Todos somos leprosos (Marcos 1,40-45), comentario sobre el Evangelio del domingo 14 de febrero de 2021.
Esta pandemia nos está haciendo aprender muchas cosas.
Algunas seguramente sabidas, pero que teníamos en un segundo o tercer plano de
nuestra memoria. Otras las hemos tenido que descubrir a golpe de miedo y de
aislamiento. Hemos aprendido de nuestra fragilidad; de la fragilidad de nuestra
condición biológica y de nuestra condición psíquica. Como seres biológicos, nos
ha enfrentado a la posibilidad, palpable y cotidiana, de enfermar y morir.
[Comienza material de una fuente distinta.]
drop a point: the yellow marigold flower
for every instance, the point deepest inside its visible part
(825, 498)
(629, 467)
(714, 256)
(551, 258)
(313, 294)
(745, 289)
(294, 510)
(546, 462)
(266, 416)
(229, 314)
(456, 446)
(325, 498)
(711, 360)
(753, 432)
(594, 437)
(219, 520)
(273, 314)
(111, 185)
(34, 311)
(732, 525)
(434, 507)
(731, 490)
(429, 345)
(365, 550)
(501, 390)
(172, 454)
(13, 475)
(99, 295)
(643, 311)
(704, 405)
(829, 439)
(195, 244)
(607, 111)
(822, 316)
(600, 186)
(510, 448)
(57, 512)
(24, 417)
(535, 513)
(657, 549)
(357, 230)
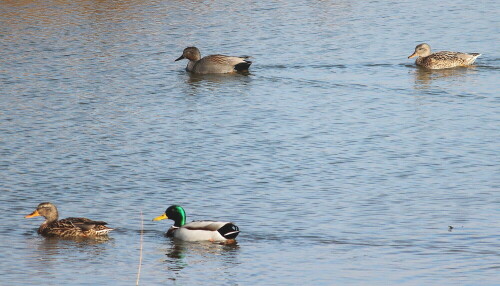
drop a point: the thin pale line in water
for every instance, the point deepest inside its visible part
(140, 252)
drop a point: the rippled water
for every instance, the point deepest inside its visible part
(341, 162)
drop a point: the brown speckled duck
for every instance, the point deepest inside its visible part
(214, 63)
(441, 60)
(68, 227)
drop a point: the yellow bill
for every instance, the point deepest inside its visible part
(33, 214)
(412, 55)
(163, 216)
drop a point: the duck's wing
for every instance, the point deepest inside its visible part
(221, 64)
(228, 230)
(207, 225)
(82, 223)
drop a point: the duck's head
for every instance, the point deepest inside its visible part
(175, 213)
(190, 53)
(422, 50)
(47, 210)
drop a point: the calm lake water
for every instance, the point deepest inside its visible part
(341, 162)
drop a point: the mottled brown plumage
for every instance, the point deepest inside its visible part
(441, 60)
(68, 227)
(213, 63)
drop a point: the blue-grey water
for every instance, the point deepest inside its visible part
(341, 162)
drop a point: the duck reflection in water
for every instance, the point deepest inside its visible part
(425, 77)
(181, 254)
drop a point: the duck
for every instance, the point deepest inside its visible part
(71, 227)
(441, 60)
(206, 230)
(213, 64)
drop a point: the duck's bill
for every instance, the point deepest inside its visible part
(33, 214)
(163, 216)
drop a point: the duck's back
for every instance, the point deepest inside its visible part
(75, 227)
(206, 230)
(220, 64)
(446, 59)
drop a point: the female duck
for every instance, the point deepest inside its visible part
(441, 60)
(197, 230)
(213, 63)
(68, 227)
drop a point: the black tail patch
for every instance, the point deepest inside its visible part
(243, 66)
(229, 231)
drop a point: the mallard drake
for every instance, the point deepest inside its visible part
(213, 63)
(441, 60)
(197, 230)
(68, 227)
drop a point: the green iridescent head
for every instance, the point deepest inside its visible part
(175, 213)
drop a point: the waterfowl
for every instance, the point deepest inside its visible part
(197, 230)
(441, 60)
(68, 227)
(213, 63)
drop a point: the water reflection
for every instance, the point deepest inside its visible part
(197, 84)
(47, 253)
(180, 253)
(217, 78)
(425, 77)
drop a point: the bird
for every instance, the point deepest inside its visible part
(213, 63)
(441, 60)
(214, 231)
(71, 227)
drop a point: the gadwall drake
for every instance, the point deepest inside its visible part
(213, 63)
(71, 227)
(441, 60)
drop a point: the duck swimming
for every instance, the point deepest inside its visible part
(214, 63)
(68, 227)
(197, 230)
(441, 60)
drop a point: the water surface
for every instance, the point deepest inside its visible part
(341, 162)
Hemos escuchado tantos nombres de personas que se ha llevado el virus, que
hemos descubierto que en cualquier momento podemos perder lo que más queremos,
a quienes más queremos.
Hemos aprendido lo que significa la soledad de no poder
celebrar, festejar o, simplemente, convivir con los nuestros. Los medios de
comunicación han podido paliar esa sensación de distancia y de desvalimiento
que nos invadía; alguna vez hemos también experimentado la Presencia luminosa
que nos habita y que siempre nos acompaña.
Todos hemos experimentado la desazón de ser un peligro
para los demás; de tener que apartarnos de ellos; de ver cómo alguien se
apartaba de nosotros si nos aproximábamos a ellos más de la cuenta. Y lo hemos
entendido, porque todos, también nosotros, podemos ser contagiadores sin
saberlo. Y, sin embargo, algo se nos desgarra por dentro; se resiste a
conformarse; y se rebela ante la ausencia de besos, de abrazos, de cercanía.
El evangelio de este domingo nos da razón de cómo Jesús,
fuente de toda pureza, se acerca a un leproso, y le habla al oído, y le abraza,
y lo limpia, y lo rehabilita a la vida con los suyos. Todos somos hoy, más que
nunca, ese leproso que necesita el abrazo del Hijo de Dios, el abrazo del
hermano que nos quiere.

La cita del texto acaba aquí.